Je doelgroep is dus altijd een grijzende. Gelukkig komt er achter elke grijzende generatie weer een nieuwe. Bovendien worden mensen steeds ouder. Zo blijven er altijd mensen met historische interesse.”
Levensloop
Johannes Rein ter Molen werd in 1947 geboren in Zwolle. Hij zou enig kind blijven. In rap tempo werkte Johan het gymnasium en de studie kunstgeschiedenis door. Zijn promotieonderzoek naar de zilversmedenfamilie Van Vianen werd gesubsidieerd door de organisatie voor Zuiver Wetenschappelijk Onderzoek (ZWO) en zijn proefschrift beloond met de Bucheliusprijs.

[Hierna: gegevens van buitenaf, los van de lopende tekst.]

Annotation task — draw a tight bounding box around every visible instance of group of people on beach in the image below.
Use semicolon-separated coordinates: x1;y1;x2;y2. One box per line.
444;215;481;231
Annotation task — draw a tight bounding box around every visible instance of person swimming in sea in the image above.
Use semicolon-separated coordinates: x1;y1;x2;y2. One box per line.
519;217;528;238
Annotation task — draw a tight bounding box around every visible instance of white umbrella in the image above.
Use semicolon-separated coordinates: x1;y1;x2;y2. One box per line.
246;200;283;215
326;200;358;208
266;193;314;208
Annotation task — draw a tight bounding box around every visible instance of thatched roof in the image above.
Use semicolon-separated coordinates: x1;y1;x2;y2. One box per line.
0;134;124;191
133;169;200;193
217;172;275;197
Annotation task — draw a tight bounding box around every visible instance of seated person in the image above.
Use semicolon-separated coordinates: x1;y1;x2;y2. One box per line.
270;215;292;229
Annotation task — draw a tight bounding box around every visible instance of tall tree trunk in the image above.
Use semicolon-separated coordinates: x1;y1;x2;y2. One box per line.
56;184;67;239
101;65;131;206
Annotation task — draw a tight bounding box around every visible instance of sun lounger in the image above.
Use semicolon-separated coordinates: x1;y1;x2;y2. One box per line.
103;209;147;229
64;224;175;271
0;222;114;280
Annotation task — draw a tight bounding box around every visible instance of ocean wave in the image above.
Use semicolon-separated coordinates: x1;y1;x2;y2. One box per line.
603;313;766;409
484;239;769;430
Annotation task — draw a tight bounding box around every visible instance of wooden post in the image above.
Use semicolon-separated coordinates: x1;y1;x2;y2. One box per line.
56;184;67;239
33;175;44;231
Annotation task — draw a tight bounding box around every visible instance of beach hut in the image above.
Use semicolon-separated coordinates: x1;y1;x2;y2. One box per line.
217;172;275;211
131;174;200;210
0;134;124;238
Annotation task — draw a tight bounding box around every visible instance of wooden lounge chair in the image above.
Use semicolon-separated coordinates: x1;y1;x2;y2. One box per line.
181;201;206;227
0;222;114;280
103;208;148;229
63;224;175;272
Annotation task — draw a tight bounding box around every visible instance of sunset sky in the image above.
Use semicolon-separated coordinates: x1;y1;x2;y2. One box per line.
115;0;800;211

Ter Molen was 25 jaar verbonden aan museum Boijmans van Beuningen, als hoofd toegepaste kunst en adjunct-directeur. Vanaf 1999 is hij directeur van Nationaal Museum Paleis Het Loo.
De stad Rotterdam eerde hem met de Wolfert van Borselen penning, Japan benoemde hem tot officier in de Orde van de Gewijde Schat, terwijl Luxemburg hem inschreef als officier in de Orde van Adolph van Nassau. Ter Molen vervult talrijke nevenfuncties op cultureel gebied, waaronder het bestuurslidmaatschap van het Institut Néerlandais. Hij is gehuwd, heeft twee kinderen en sinds enkele weken een kleinkind.
Oud-burgemeester Peper bezocht ooit samen met Gerard Reve het museum Boijmans van Beuningen en werd rondgeleid „door de minzame en bekwame adjunct-directeur, dr. Johan ter Molen.” Peper schreef daarover: „Deze precieze man moet aan de rondleiding met Gerard bijzondere herinneringen hebben overgehouden. Gerard voorzag nl. elk schilderij van een kwalificatie, waarbij -als ik mij goed herinner- maar drie klassen aan de orde waren: a) wel goed; b) kan er mee door; en c) rijp om op te stoken in de open haard. De fraaiste doeken ontkwamen niet aan de c-categorie. De voorkomende en dienstbare Ter Molen begon dan schaapachtig te lachen, maar trok tevens wit weg bij zoveel helderheid.”